Rachel Cooke, formerly of Hyde Park, is planning a May 19 wedding at the Webster Barn.
Cooke got engaged last April; she started looking for her gown two weeks later.
She chose to shop at a popular national bridal salon chain.
“I’ve never been into spending loads of money for one day,” Cooke said. “My budget was about $500.”
She didn’t receive the one-on-one attention given to brides on television. Nor was there a silk robe, nor champagne in the dressing room.
“My consultant was helping six other people,” Cooke said. It was so stressful.
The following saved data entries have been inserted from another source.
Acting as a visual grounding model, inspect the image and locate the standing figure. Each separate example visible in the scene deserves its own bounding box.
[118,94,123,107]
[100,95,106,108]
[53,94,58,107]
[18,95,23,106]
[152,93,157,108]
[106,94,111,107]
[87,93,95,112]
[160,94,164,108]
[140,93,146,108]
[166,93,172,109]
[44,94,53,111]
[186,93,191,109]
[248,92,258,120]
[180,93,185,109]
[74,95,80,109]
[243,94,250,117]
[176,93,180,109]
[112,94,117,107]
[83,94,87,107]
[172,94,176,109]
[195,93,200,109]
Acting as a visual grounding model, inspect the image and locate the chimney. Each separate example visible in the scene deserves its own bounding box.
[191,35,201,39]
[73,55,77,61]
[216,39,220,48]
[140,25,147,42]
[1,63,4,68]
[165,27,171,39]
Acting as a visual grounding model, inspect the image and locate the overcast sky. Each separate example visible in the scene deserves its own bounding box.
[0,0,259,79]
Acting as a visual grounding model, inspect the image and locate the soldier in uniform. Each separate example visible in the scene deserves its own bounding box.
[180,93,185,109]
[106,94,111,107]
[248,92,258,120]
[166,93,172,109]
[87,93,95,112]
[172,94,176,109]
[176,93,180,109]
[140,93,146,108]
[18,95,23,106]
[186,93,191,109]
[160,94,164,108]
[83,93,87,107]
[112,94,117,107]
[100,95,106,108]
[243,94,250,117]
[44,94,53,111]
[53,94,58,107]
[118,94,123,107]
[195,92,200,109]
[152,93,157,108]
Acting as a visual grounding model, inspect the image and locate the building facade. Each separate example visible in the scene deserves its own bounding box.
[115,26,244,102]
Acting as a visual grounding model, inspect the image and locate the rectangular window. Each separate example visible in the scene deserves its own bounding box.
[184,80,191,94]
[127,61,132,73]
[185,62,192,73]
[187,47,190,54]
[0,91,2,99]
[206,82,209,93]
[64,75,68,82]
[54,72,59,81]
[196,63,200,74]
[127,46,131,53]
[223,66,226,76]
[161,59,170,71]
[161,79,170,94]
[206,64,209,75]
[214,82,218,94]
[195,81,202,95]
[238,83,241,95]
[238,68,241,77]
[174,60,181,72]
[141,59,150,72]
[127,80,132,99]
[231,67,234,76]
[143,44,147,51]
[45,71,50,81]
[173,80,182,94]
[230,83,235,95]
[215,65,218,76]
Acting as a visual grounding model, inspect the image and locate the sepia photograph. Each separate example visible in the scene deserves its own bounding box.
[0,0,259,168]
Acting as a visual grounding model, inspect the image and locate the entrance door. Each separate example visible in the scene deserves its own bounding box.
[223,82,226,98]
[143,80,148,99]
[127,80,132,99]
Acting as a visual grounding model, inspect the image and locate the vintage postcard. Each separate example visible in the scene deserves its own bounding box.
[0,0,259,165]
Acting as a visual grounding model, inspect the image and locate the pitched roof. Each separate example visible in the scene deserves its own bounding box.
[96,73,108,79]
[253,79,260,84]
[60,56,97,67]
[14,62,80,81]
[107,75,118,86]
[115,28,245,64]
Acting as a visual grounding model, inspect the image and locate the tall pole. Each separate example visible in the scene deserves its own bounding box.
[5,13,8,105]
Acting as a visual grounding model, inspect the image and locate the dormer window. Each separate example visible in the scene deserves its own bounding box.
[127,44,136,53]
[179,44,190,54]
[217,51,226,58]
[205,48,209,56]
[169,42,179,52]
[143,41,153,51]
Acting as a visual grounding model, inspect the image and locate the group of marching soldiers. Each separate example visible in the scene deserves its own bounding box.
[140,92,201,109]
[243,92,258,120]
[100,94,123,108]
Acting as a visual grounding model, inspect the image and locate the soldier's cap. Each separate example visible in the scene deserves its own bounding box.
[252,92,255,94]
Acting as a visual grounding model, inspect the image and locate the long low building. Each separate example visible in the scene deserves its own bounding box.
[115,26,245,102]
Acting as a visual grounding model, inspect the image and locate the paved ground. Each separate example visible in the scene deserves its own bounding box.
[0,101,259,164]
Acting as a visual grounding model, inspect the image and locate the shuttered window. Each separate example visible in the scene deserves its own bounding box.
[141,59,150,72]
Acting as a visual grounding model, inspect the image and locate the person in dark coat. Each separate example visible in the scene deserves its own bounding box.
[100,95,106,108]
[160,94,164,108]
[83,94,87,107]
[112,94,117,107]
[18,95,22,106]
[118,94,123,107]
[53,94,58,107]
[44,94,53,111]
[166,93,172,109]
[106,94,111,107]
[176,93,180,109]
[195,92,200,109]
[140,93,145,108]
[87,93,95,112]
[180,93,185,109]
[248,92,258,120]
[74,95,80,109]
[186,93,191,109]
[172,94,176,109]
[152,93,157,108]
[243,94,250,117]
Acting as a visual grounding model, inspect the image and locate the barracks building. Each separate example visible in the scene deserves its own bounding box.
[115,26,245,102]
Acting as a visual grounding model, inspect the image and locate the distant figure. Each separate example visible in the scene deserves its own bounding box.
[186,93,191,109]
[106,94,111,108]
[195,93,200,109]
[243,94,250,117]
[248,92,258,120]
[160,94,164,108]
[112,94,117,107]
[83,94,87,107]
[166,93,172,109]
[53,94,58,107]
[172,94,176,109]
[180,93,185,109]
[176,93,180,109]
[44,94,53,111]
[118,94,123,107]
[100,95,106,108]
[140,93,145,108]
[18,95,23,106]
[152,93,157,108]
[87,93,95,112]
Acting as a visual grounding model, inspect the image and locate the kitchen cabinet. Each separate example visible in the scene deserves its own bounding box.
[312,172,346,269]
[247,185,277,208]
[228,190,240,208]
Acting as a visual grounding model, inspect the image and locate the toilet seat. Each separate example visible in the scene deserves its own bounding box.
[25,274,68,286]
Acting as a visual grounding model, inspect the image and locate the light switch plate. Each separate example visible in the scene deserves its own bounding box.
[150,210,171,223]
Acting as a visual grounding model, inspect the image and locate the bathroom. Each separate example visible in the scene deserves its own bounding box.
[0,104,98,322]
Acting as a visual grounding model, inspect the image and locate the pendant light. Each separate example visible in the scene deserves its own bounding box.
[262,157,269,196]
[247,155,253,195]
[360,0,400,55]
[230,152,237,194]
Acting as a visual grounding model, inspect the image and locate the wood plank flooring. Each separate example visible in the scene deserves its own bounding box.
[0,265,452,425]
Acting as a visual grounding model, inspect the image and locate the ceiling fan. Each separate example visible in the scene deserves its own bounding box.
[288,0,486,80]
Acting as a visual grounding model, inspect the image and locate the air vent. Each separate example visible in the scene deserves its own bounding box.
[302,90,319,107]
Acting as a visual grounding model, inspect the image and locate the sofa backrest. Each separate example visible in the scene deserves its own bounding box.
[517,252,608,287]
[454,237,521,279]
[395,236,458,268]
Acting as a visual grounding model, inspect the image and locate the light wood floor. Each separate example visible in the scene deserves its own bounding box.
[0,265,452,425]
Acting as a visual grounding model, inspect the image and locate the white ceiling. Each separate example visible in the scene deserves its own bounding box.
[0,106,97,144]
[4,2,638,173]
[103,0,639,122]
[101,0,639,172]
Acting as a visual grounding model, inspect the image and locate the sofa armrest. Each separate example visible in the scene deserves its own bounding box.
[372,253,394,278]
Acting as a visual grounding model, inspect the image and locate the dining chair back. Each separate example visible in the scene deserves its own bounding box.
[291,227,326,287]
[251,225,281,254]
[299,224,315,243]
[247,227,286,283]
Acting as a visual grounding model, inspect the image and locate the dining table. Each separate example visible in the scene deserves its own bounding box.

There were so many people, it was claustrophobic.”
Still, accompanied by her sister, who offered opinions and advice, she found her perfect dress — a strapless cotton-blend A-line with a sweetheart neckline, rauching and pockets.
“We’re not having a formal wedding and I like the idea of having a more casual dress,” Cooke said. “I don’t like tulle or prom gown dresses.”
She decided not to purchase the dress that day because she wanted to get her mother’s approval first.
“When I told her I had found the dress I loved, she told me she wanted to come down and see all the ones I tried on and try to guess which one I liked best,” Cooke said
While television shows about bridal boutiques often depict mother-daughter quarrels ending in teary showdowns, Cooke’s trip ended happily.
“As soon as the dress was pulled out, she said, ‘That’s absolutely your dress,’” Cooke remembers. “When I put it on, she started crying. She loved it. My sister cried, too.”
She purchased the dress, which fit her budget, although the alternations will nearly double its cost.
She has only one regret about the experience.
“You get so excited to go shopping and it ends so quickly,” Cooke said. “I wish it had lasted longer. I tried on more, but I kept going back to that dress.”